Auch in der Schweiz ist das Asylwesen von der Corona-Krise betroffen. Die SFH setzt sich dafür ein, dass der uneingeschränkte Zugang von Schutzsuchenden zum Asylverfahren und faire Verfahrensabläufe auch während der Pandemie erhalten bleiben. Seit die Pandemie im Februar 2020 die Schweiz erfasst hat, verläuft die Entwicklung äusserst dynamisch.
4.12.2020: Der Bundesrat beschliesst weitere Massnahmen, um den teilweise wieder ansteigenden Fallzahlen zu begegnen. Die Kapazitätsbeschränkung in grösseren Läden wird verschärft, in Restaurants müssen die Kontaktdaten der Gäste obligatorisch erhoben werden. Zusätzlich empfiehlt der Bundesrat dringend, Treffen im Privaten und in Restaurants auf zwei Haushalte zu beschränken. Die Situation im Asylwesen bleibt angespannt. Die Organisation von Terminen im Verfahren sowie Unterbringung ist in allen Regionen sehr herausfordernd. Bei Personen in Quarantäne führt das SEM teilweise keine Verfahrensschritte mehr durch, der Rechtsschutz nimmt in dieser Zeit zum Teil keine Entscheide im Asylverfahren an, bis die Quarantäne abgeschlossen ist.

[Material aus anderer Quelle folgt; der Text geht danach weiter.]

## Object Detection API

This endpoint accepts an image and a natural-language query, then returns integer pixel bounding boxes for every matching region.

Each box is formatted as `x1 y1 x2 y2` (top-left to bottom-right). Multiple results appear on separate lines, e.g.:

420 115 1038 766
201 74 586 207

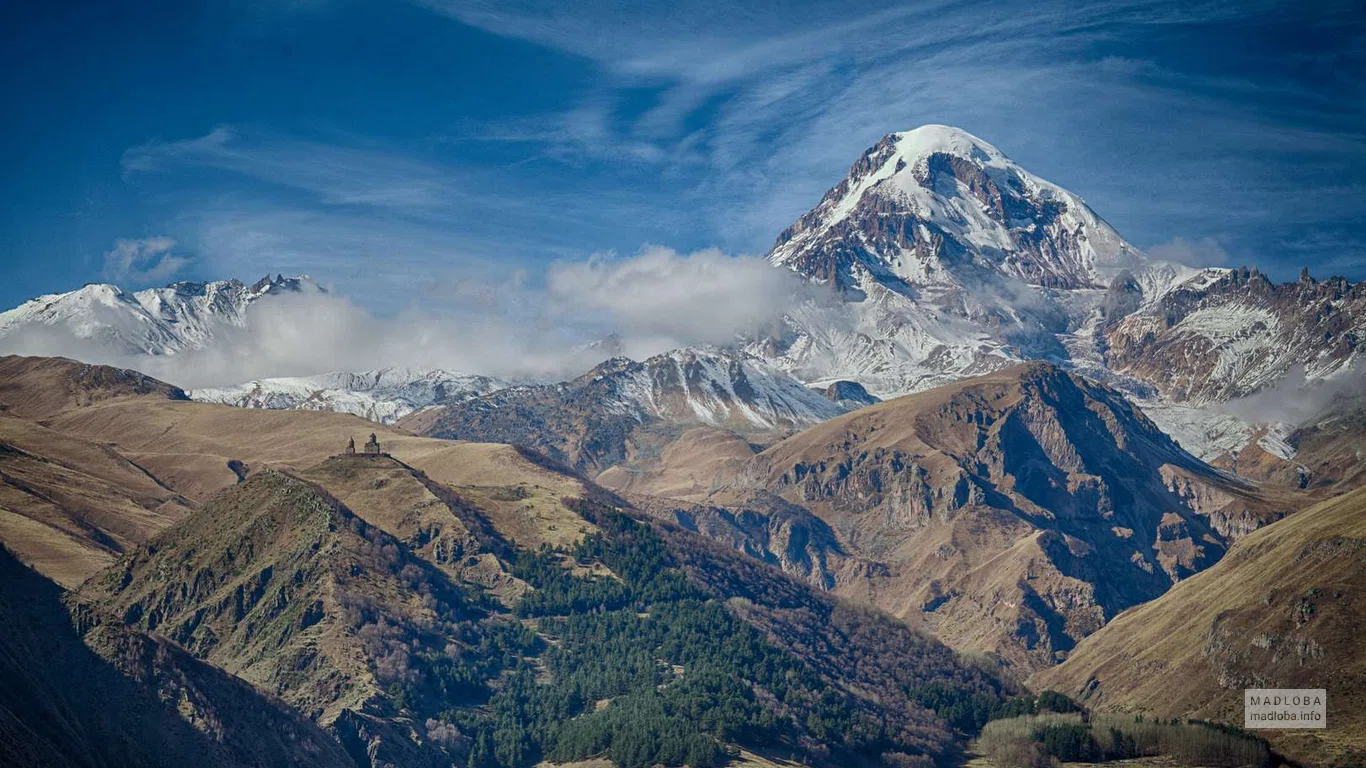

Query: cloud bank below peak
0 246 806 388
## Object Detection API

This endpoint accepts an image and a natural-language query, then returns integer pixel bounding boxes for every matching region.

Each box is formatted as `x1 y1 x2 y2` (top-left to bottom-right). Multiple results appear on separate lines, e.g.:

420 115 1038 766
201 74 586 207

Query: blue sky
0 0 1366 312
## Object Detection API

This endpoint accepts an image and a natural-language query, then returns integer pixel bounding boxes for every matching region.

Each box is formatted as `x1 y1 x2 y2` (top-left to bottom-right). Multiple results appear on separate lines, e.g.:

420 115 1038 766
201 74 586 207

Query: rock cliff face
751 126 1143 396
1104 269 1366 404
747 126 1366 459
0 547 354 768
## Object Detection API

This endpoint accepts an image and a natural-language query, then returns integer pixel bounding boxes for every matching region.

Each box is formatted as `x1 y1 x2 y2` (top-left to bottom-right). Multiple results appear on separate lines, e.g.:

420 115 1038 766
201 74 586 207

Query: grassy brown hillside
1031 491 1366 764
0 357 591 586
0 355 187 421
602 364 1294 670
0 413 194 586
78 458 1032 768
0 547 354 768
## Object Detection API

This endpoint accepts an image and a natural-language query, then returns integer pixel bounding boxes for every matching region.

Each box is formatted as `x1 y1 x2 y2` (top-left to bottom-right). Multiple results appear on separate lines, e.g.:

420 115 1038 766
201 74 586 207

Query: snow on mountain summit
769 126 1143 288
0 275 322 355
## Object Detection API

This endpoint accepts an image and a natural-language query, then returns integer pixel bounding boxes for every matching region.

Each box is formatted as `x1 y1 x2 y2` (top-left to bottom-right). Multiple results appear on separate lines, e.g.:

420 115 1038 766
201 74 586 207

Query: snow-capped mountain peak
189 368 508 424
0 275 322 355
769 126 1143 288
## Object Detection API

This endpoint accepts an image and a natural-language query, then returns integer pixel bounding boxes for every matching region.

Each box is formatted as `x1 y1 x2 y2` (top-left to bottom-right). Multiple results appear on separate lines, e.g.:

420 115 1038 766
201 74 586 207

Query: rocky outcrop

12.11.2020: In ihrem Positionspapier vom 12.11.2020 unterstreicht die SFH ihre bisherigen Forderungen, wonach die Rechte der Asylsuchenden jederzeit gewährleistet und insbesondere die Rechtsweggarantie und die Verfahrensgarantien sichergestellt sein müssen. Angesichts der stark steigenden Corona-Zahlen fordert die SFH, dass die BAG-Massnahmen im Asylbereich konsequent umgesetzt werden. In ihrer Argumentation fokussiert sie insbesondere auf den Bereich Unterkunft. Konkret fordert sie eine Erhöhung der Unterbringungskapazitäten in den Kollektivunterkünften von Bund und Kantonen, genügend geschultes Personal sowie ausreichend Covid-19-Schutzmasken, Desinfektionsmittel und Seife. Sanitäranlagen sollen häufiger gereinigt und desinfiziert werden, bei der Essensausgabe müssen Maskenpflicht und Abstände eingehalten werden. Die SFH hält fest, dass für Asylsuchende aufgrund des Gleichheitsgebotes grundsätzlich dieselben Bestimmungen und Massnahmen zur Umsetzung und Einhaltung der BAG-Richtlinien zu gelten haben wie für die übrige Bevölkerung in der Schweiz. Ein Übernachtungsverbot am Wochenende ausserhalb der Zentren oder ein allgemeines Ausgehverbot für Asylsuchende während den erlaubten Ausgangszeiten stellen Sonderregeln für Asylsuchende dar, welche gegen das Diskriminierungsverbot verstossen.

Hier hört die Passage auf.